Woody Allen and Larry David
Photo: Nigel Parry/CPI for New York Magazine

In the current issue of New York Magazine, Mark Harris puts Woody Allen’s latest film Whatever Works (June 18) into the context of the shifting landscape of so-called Jewish humor. He traces a line from Allen through Jerry Seinfeld and Larry David to current incarnations such as John Stewart and Judd Apatow, two funny men who are not specifically defined by their Jewishness. So, what happened to the humor of which Allen was once king?

To understand why [Allen’s] particular flavor of urban Jewish comedy seemed to vanish so quickly after Annie Hall and Manhattan, even as New Yorkers young and old held it dear, it helps to remember that Allen walked away from it first. In the eighties, he did his Fellini movie (Stardust Memories), his cheery Bergman homage (A Midsummer Night’s Sex Comedy), his claustrophobic dramas (September and Another Woman), his trifles (Alice). Jewish humor-the gags, the one-liners, the cheerful vulgarity, the tsuris-seemed to become old hat to him; tellingly, when he wanted to give it some play, most of the time he did so in period (Radio Days). When he returned to contemporary New York, most successfully in Hannah and Her Sisters and Crimes and Misdemeanors, he kept to the margins, deploying himself as minor comic relief. The schnook was no longer the center of Allen’s writing or his thinking-or his movies.

In the current environment, Allen’s film about an abrasive neurotic who falls for a younger woman (surprise!) seems like a throwback…and it is. It turns out the looming actor’s strike forced Allen to work quickly and in New York instead of abroad so he dusted off an old screenplay he’d once written for Zero Mostel, updated it a bit and recruited Larry David to play the Allen role.

Check out the New York Magazine article to find out why the seemingly obvious Larry David didn’t think he was the right guy for the part and other interesting nuggets of goodness.

It’s a good read.

3 Responses to “Woody Allen and Larry David: The Schnook and the Bellower”

  1. I’ve been vocal about my doubt of recent Allen, but the trailer to “Whatever Works” actually gave me some hope. It looks like a trifle in the “Small Time Crooks” sense (I mean that as a compliment).

  2. It IS an uncommonly good read.

    But there is a question in my mind that I’ve been pondering. I know these two gentlemen are Jewish.

    (Duh…)

    But I never even think of that when I’m watching WOODY act or viewing one of his films. I do associate him very closely with the NEW YORK phenomenon, But, aside from that, I think he’s an enormously talented man.

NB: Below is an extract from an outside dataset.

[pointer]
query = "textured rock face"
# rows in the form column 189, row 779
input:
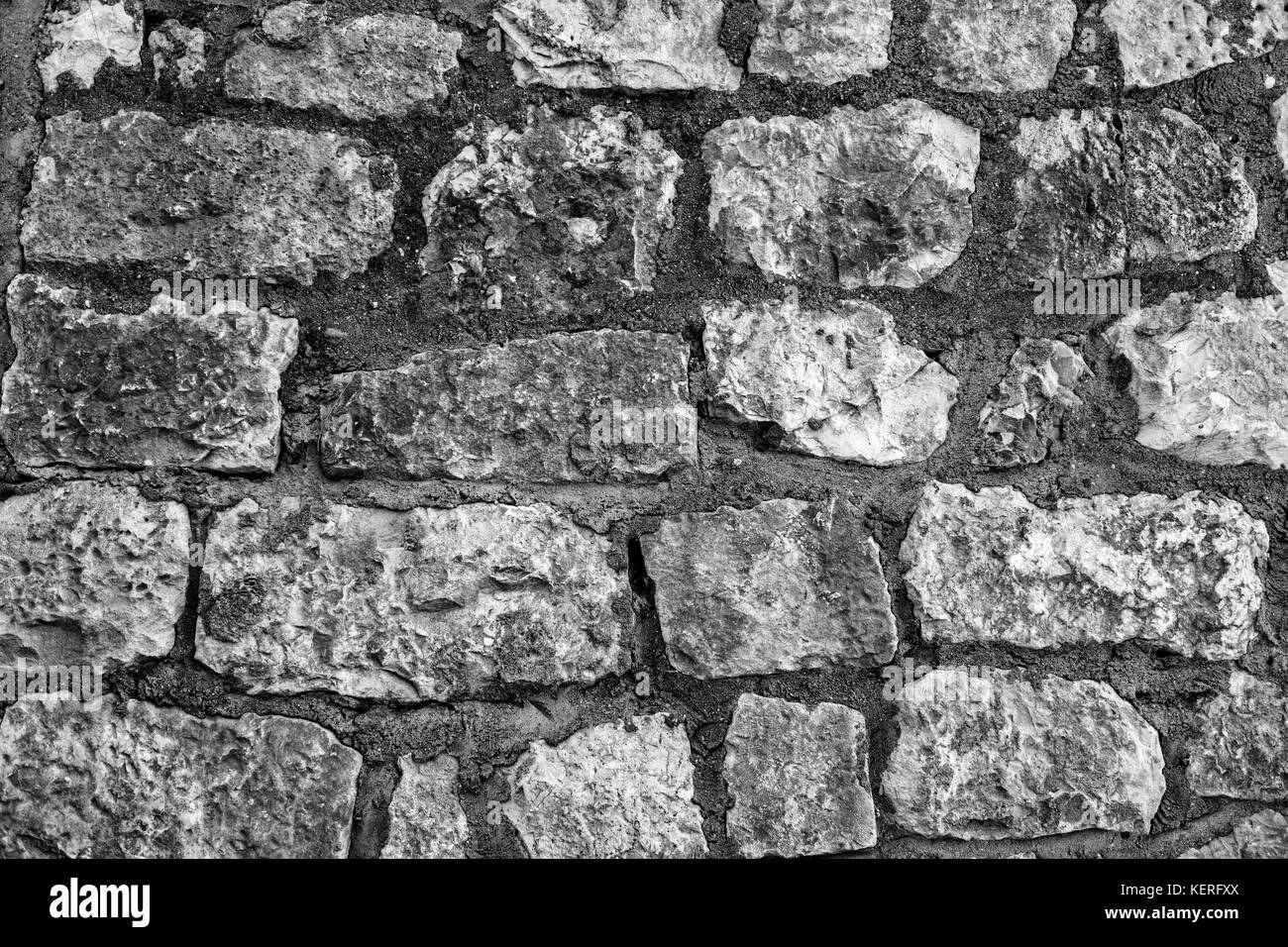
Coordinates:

    Not a Jewish genius. Just a genius.

    Does seem a little retro in 2009 for NEW YORK magazine to be doing a piece on Jewish American humour. Doesn’t it…?

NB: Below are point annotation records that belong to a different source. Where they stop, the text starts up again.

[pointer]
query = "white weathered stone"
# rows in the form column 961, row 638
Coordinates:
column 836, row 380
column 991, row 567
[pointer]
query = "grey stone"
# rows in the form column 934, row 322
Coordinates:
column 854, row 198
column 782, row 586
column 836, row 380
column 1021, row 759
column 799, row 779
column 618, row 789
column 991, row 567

    But other than that, there are lots of fascinating observations.

    I have a graphics background (I’ve actually done tons of different things – mostly arts related) so it was cool to know that the font for the beginning and end titles of WOODY’S films – it’s apparently never changed – is WINDSOR LIGHT CONDENSED.

    Hmmm. You learn something new every day.

    I liked the explanation that WOODY gave at the end for not providing commentary or any other extras on his DVDS.

    “WOODY: And I can’t work my DVD player. Only my wife can do it.
    LARRY: I can’t do it either. I think maybe that contributed to my divorce.”

    Hysterical…

    Plus the author’s observation that “we always fall in love with the one that makes us laugh…”

    Ain’t that the truth.

    Thanks for this, Craig. You are a ripe peach amongst the rotting fruit, honey bear…

  3. I’m not as hard core about Mr. Allen as you two are, but like Chuck my initial skepticism about Whatever Works is draining away. I said before, if it’s funny all else is forgiven and this feels increasingly like it will be.

    Miranda, as the interview/article points out, the ethnic divisions of comedy have been sort of assimilated into the comic culture so perhaps being of a certain younger age (and outside of New York) we don’t key in on the ethnicity of Woody’s shtick (a yiddish word!) as much as the generation before us.